Diabetes is a health condition in which the body is unable to properly use glucose (sugar) for energy resulting in high levels of blood glucose (hyperglycemia). In type 2 diabetes, either the pancreas does not produce an adequate amount of insulin or the body cannot respond properly to insulin. Type 2 diabetes is becoming more prevalent among children and young adults. Over time, high blood glucose damages nerves and blood vessels, leading to complications such as stroke, blindness, heart disease, kidney failure, the risk of getting cancer and lower limb amputations.

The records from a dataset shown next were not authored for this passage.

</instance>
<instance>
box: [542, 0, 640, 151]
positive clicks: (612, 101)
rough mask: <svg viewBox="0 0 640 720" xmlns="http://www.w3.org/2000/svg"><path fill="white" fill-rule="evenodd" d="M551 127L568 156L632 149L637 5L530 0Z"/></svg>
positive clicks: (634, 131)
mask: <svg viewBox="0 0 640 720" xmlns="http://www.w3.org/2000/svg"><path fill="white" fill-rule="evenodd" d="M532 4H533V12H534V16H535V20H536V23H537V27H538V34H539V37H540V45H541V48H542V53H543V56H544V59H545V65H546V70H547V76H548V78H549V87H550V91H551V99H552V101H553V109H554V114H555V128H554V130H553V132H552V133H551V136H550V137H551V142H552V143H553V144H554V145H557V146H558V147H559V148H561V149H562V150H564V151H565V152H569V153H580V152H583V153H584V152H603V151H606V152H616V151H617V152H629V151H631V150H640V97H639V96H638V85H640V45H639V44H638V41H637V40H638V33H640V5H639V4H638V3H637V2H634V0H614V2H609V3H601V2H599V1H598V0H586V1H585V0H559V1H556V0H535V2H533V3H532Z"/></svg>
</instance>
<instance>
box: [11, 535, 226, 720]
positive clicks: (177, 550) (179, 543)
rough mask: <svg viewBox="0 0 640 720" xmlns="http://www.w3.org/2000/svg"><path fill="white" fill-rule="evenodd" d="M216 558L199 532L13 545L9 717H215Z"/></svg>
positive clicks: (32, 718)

Currently, 387 million people are diagnosed with diabetes, and at least 68% of the patients that are older than 65 years old die of heart disease. The American Diabetes Association (ADA) guidelines recommend angiotensin-converting enzyme inhibitors (ACEI) or angiotensin receptor blockers (ARBs) for all diabetic patients to reduce heart and kidney-related complications.
Metformin (Glucophage) and pioglitazone (Actos) have supporting evidence for reducing cardiovascular (heart and circulatory system) related events. Metformin is the first-line treatment for type 2 diabetes. In the U.K. Prospective Diabetes Study (UKPDS), metformin reduced the risk of heart attacks in overweight diabetic patients when compared to patients that received insulin or a sulfonylurea.
Pioglitazone (Actos) reduces blood pressure, improves endothelial function, and has beneficial effects on cholesterol profile, and atherosclerosis. Pioglitazone significantly reduced a secondary composite end point of all-cause mortality, nonfatal myocardial infarction, and stroke in one study. However, pioglitazone is also known to cause weight gain, fluid retention, and worsen heart failure.
A newer glucose lowering agent, empagliflozin (Jardiance), is the first anti-diabetic drug to show a reduction in death due to cardiovascular events.